Embroidered Court Mantua

Mantua outfit, Britain, c. 1740-1745. Mantua outfit, Britain, c. 1740-1745. Copyright Victoria and Albert Museum, London, acc. no. T.227&A&B-1970.

The illustrated garment is an example of an English lady’s court outfit made from silver embroidered silk cloth. The mantua (from French manteau) dates from c. 1745 and represents one of the most formal forms of English dress of the period. A mantua is a combination of garments, including a skirt with train at the back, a jacket, a stomacher and a petticoat.

This form of outfit became popular in the late seventeenth century and remained in fashion until well into the eighteenth. During this period it gradually became more and more formalized in style and construction and by the mid-eighteenth century the skirt section had achieved enormous proportions with an emphasis on the amount of (expensive) cloth used.

This particular mantua dates from between 1740 and 1745. It is decorated with a complicated Tree of Life design worked in silver thread embroidery on a purple silk taffeta ground.
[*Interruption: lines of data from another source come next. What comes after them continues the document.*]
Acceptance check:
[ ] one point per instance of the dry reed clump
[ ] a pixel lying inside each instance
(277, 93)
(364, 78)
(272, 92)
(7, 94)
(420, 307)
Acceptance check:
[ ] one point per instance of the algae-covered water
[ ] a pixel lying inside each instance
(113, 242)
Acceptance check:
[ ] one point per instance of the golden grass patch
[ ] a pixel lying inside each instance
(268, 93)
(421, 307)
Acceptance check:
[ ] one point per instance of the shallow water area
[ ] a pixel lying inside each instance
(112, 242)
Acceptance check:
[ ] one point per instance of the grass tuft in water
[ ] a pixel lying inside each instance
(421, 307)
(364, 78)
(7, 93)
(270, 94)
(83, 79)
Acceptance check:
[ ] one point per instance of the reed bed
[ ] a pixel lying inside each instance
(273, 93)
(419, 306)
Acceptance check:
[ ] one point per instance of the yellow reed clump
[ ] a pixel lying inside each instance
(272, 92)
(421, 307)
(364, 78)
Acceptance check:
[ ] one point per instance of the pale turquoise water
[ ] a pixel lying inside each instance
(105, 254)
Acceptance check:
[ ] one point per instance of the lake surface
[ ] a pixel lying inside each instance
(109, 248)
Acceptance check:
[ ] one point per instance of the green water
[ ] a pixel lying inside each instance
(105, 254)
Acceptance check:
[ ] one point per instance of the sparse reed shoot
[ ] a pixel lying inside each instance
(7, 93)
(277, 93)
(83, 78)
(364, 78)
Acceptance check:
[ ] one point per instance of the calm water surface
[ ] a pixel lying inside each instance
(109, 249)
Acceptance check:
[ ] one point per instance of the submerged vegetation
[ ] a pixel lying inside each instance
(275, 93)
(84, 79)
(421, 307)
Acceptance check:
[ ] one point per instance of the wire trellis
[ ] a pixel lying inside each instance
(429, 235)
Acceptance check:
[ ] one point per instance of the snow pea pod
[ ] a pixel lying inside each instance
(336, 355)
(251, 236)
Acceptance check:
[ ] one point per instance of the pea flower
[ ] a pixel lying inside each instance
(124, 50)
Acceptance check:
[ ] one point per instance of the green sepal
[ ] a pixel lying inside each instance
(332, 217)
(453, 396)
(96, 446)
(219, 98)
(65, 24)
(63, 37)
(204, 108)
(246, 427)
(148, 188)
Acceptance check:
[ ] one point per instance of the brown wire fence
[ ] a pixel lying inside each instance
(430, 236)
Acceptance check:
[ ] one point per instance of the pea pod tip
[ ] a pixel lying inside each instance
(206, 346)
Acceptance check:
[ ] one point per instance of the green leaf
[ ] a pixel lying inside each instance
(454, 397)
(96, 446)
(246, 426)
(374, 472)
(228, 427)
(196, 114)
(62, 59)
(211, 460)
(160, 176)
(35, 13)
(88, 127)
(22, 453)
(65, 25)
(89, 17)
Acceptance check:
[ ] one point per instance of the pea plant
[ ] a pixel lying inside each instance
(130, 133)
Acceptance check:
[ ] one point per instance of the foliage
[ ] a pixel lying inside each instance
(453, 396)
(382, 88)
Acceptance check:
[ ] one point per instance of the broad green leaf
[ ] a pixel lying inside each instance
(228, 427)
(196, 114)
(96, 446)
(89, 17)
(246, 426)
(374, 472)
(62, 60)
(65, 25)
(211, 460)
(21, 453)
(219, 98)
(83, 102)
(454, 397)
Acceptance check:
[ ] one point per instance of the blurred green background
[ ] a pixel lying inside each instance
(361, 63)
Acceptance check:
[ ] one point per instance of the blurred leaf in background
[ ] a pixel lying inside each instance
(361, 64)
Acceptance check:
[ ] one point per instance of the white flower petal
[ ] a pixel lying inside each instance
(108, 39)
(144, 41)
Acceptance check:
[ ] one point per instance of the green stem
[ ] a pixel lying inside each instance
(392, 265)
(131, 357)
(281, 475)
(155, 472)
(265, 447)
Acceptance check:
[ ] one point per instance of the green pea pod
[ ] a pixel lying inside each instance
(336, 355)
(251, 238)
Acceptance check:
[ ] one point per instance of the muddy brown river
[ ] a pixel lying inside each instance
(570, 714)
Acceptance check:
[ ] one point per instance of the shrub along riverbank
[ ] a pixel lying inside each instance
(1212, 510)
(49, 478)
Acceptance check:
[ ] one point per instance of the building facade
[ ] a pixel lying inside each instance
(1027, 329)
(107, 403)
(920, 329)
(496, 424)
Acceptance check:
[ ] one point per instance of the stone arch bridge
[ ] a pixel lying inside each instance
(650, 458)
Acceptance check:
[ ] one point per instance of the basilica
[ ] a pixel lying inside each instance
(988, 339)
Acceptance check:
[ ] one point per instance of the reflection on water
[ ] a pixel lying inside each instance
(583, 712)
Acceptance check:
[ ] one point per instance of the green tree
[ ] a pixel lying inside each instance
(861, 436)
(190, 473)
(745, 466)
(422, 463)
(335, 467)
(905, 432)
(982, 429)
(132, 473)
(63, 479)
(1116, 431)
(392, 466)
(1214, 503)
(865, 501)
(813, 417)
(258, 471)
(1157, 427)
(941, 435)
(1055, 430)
The embroidery was carried out in couching with satin stitch. There is an inscription on the underside of the train that reads: "Rec’d of Mdme Leconte by me Magd. Giles.” It is likely that the designer was Madame Leconte, who was a Huguenot (French Protestant) embroideress working in London from 1710 to 1746. Magd. Giles was Magdalene Giles, a London embroideress.

During the 1920' s this mantua was purchased from a dealer by Lady Cowdray, in order to be worn at a fancy dress ball. To make sure it fitted Lady Cowdray, the bodice of the outfit was altered slightly. It was given to the Victoria and Albert Museum in 1970 by the Cowdray family.

Sources:

  • DORE, Judith (1978), 'The Conservation of Two Eighteenth Century English Court Mantuas,' Studies in Conservation, volume 23, pp. 1-14.
  • ROTHSTEIN, Natalie (ed.) (1982, reprinted 1992), Four Hundred Years of Fashion, London: Victoria & Albert Museum, no. 6, pp. 21 and 122.
  • STEELE, Valerie (2010): 'Mantua,' The Berg Companion to Fashion, London: Berg, pp. 496-497.

V&A online catalogue (retrieved 4 June 2016).